Wednesday, September 04, 2013

A nightmare

As it was a lovely sunny afternoon yesterday we decided we'd take a ride to Mumbles on the land train. (Daughter and children are still with us this week as Son-in-law is away at a conference.) We wandered down to Blackpill and waited - but no train arrived. A load of police cars turned up though.

It turned out a 5-year-old girl had gone missing from the lido. She'd been gone for about an hour at that time. We hung around for a while waiting to see if the train would arrive but I don't think our hearts were in it. I clutched GrandDaughter closely to me as I murmured prayers for her safety.

At last just as we were about to leave we saw one policeman making a thumbs-up signal to another and, yes, the girl had been found. She'd been taken to a police station by a couple who'd found her somewhere.

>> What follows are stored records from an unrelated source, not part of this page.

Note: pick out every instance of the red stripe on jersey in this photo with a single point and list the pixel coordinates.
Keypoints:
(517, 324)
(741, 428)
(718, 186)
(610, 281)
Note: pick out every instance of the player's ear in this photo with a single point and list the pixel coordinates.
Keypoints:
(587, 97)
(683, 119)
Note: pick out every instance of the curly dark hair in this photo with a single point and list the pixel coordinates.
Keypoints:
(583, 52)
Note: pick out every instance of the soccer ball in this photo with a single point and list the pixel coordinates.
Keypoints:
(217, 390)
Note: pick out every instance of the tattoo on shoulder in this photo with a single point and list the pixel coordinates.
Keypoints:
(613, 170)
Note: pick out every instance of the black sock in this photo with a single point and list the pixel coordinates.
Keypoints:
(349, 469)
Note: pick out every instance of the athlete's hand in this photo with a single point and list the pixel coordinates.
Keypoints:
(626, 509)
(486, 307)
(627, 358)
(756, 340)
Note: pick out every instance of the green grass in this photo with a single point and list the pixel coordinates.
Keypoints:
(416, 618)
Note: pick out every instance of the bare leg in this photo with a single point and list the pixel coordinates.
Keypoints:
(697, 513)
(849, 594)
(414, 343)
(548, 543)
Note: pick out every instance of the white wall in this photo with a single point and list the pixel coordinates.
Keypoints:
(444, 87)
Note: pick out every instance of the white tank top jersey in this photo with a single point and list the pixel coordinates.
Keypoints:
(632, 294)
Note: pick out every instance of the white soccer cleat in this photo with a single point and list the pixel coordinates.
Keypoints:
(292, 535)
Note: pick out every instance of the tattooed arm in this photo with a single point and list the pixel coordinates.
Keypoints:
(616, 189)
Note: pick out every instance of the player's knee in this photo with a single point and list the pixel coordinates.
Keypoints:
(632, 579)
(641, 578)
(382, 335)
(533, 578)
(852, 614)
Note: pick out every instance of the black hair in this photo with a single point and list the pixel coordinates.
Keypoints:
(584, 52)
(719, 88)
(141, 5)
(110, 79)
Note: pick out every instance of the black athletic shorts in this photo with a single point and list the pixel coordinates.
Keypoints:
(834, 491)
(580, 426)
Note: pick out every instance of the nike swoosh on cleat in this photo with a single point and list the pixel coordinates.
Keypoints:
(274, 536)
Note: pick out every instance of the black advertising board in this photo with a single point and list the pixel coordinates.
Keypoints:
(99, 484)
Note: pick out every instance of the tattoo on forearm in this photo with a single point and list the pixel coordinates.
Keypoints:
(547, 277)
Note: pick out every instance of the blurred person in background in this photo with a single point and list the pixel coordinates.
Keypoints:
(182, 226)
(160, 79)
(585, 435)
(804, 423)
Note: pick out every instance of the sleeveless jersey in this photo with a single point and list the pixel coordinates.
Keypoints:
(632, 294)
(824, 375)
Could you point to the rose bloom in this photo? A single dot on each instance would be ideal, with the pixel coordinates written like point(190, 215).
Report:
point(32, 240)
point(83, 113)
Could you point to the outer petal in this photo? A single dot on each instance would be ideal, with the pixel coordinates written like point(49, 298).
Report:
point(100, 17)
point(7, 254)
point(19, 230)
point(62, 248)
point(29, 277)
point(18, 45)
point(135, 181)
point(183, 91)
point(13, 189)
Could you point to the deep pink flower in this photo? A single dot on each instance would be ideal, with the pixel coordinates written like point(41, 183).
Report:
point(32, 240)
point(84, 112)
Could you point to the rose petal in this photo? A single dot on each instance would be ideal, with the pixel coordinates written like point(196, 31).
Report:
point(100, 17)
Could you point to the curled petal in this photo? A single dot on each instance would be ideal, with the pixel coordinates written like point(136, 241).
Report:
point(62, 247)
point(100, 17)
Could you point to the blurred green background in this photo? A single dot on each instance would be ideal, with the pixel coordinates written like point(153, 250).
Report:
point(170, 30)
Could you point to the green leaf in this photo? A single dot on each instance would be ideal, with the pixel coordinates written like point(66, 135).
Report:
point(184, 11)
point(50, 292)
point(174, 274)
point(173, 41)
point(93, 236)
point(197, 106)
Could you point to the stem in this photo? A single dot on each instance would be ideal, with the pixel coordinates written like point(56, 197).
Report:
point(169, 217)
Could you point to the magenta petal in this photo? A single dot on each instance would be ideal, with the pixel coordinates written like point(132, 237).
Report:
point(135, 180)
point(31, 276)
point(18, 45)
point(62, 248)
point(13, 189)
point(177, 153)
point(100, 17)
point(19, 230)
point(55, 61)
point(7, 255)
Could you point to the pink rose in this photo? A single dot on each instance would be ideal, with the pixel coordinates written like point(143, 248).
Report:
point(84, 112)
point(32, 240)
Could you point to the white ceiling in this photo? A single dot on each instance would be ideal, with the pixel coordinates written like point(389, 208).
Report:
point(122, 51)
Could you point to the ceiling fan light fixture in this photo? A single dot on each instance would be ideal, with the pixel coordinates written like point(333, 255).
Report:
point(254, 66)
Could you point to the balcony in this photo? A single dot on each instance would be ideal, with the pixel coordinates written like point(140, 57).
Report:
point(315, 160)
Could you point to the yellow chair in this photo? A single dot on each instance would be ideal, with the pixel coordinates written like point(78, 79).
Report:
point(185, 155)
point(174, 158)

I can't imagine how her parents felt during the waiting or when they heard she was safe but I was close to tears. 

It was such a beautiful afternoon and the lido was quite busy with parents, grandparents and children who were enjoying their very last day of the summer holidays. It was the sort of fun atmosphere that you wouldn't want to believe could be infiltrated by a wrong-doer; and it was the sort of scene you could imagine being in a crime novel about abduction.

Thank God it didn't turn out that way.

8 comments:

Furtheron said...

I remember a couple of moments, seconds really where we "lost" ours when little. One was in a big shoe shop with my son when he was a 18 month toddler. I thought he was with my wife she thought he was with me that awful world dropping slowly out of your body moment until there he was just slowly taking all the shoes off the bottom rack just in the next row to where I'd been...

The other one was my daughter about the same age playing a game of hide and seek, only we didn't know. In a small and very packed baby clothing shop my wife realised she'd gone and shot outside screaming her name again in the panic and anguish of her not being there (she was on her own with her I think, I wasn't there) but then a lady came out the shop and said "I think she's hiding behind some coats"... she was giggling away and couldn't understand my wife screaming at her to not do that which of course was just her relief and anger at herself for that split second of lapse in concentration. How people cope when one is truly lost I'll never know those seconds were devastating how could you cope in minutes, hours, days I'll never know.

Rose said...

So glad the little girl was found safe! I can totally understand your hugging your granddaughter closely after hearing this.

I had several similar experiences as Furtheron when my children were younger, and each time it ended happily...usually with my children not understanding what all the fuss was about. The feeling of panic for those few minutes--I agree I don't know how one would cope with anything worse.

katney said...

Mine was a teenager with a dreadful sense of direction. Would you believe that on his own he would turn left even though ten thousand times together we had turned right? Twice in one year he got lost in a large city. We could have easily lost him in Siberia--literally. I think can be no less panic to lose a teen than a five year old.

Ole Phat Stu said...

What is a land train?

Anne in Oxfordshire said...

Happy ending to the story , which is great news :-)

I am nervous when shopping with my grandchildren , the boys seem to stay close ,whilst the girls move away especially second youngest , and where is she in in the clothes , I told her next time she does it , she will either not come with me or wear one those wrist straps ,, arghh

Welshcakes Limoncello said...

Oh, thank goodness she was found.

Robyn Lee said...

I'm so glad the little girl was found safe and well. What a dreadful experience for the parents, poor things.

Liz said...

Thanks all.

It can happen so easily, furtheron and rose, and, realistically you know they're probably close at hand but that doesn't stop the terror.

Daughter is like that, katney. Still.

Runs on land rather than tracks i suppose, stu.

The wrist straps are like the old reins i suppose, anne.

Absolutely, welshcakes.

It's how quickly it can happen that is so scary, robyn.